Individuals aren't helpless bystanders either. As adults in a democracy, it isn't only your right but your responsibility to bring about the necessary change.

4 comments

We don’t live in a closed system though.
Since we aren't able to export our pollution out into space, or mine food on mars, yes, we live in a closed system. We live on a round spaceship known as Spaceship Earth (https://en.wikipedia.org/wiki/Spaceship_Earth)
Strictly speaking, even if we were able to do that we'd still live in a closed system, just a much, much larger one. :)
Yes, we do.

For all practical purposes, earth's gravity well serves as a boundary for material resources at scale.

More importantly, the input of polluting material into earth's obviously very limited ecological system is limited. You simply cannot pollute as much as you want, so getting more stuff from the asteroid belt or whatever doesn't help.

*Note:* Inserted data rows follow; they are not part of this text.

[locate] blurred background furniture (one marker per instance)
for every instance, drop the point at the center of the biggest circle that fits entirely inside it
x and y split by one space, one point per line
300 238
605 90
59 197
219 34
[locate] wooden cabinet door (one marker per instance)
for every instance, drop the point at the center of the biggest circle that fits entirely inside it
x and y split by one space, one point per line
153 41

Looks pretty closed to me: https://earthobservatory.nasa.gov/images/144427/all-of-you-o...

How many thousands of dollars does it cost to launch a kilogram of mass into orbit again? Out of orbit?

Do we even have a closed system that can support a small group of people indefinitely to launch? Unfortunately, we do not yet have such a system outside of the earth itself.

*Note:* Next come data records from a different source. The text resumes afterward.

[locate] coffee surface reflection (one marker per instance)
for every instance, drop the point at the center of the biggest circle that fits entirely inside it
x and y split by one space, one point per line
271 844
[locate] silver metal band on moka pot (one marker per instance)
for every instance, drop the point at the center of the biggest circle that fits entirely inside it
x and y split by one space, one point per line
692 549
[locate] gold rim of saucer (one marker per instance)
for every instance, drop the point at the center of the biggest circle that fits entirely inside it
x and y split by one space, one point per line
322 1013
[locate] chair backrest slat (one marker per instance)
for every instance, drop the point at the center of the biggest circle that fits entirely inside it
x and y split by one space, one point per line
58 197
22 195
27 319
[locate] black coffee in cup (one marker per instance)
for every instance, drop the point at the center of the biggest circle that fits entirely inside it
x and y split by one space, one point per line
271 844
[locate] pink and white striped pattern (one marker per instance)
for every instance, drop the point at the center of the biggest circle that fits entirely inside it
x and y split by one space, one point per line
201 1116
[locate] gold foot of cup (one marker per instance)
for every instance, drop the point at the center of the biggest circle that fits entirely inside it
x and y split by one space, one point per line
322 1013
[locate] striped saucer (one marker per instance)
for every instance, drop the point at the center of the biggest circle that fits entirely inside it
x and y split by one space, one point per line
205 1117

Earth's biome gets most of its energy from the sun. I think that's what the GP was getting at.
The physics definition of closed system allows exchange of energy. If neither matter nor energy can be exchanged, that's called an isolated system.
Thanks for the clarification. I'm not sure in what sense the others are using the term. The mechanism of collapse in the paper, exhaustion of fossil fuels, relies on not enough energy in the system, so I assumed energy was part of the calculation.
That is assuming exponential growth inevitably leads to overshoot & collapse, which is a flawed zero-sum perspective. Growth (adding value) doesn't necessarily have to come at the cost of resources.
You didn’t address that I already participate in democracy. I’m just realistic in my actual capacity to execute change, which is inherently largely local, so I focus on local change.
The whole point of voting in my country is to serve as a check on the legislature against using the government to do things to its citizens. The ballot box isn’t a tool for societal change.

A dictatorship is a much better system for changing society, if that’s your goal for government.

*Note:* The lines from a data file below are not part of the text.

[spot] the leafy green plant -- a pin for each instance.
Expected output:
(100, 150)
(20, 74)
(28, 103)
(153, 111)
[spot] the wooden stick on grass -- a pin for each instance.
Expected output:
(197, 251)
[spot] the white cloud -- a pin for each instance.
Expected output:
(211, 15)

> The ballot box isn’t a tool for societal change.

Then what is?

I mean, to a degree I agree with the GP. You can't fundamentally change a system from within the system itself. No democracy has ever turned via a series of elections into, say, a monarchy. The only way that happens is either by violent collapse (e.g. a coup or a revolution) or by gradual erosion of bureaucracy (where increasing corruption enables a few powerful individuals to seize control regardless of what the law says). The point of elections are not to make dramatic changes, but to make tweaks.
> The point of elections are not to make dramatic changes, but to make tweaks.

The point of bureaucracy is to limit change, to not allow dramatic change.

The point of democracy is to make decisions. And the larger the groups of people and the less frequently voting happens, the larger the granularity of those decisions.

Decisions should be able to change bureaucracy, add to it or subtract or realign or whatever.

When bureaucracy is used to gate-keep decisions that can be made in a democracy, it's not really democracy any more. And I think a lot of people, regardless of their political beliefs, believe that has happened: nominal democracy where votes don't really matter because they can't affect the bureaucracy.

I would say the point of bureaucracy is to make the functioning of a system consistent with some set of rules. The preservation of those rules in some specific form does not have to be part of the rules, and so does not need to be a goal of a given bureaucracy. However, a self-preserving bureaucracy can arise, either by design or accident. I would say every government that has ever existed fits that description. Can you think of a single one that has not been fundamentally conservative? "Conservative" meaning seeking to maintain the status quo that allows it to exist in its present form at any given time.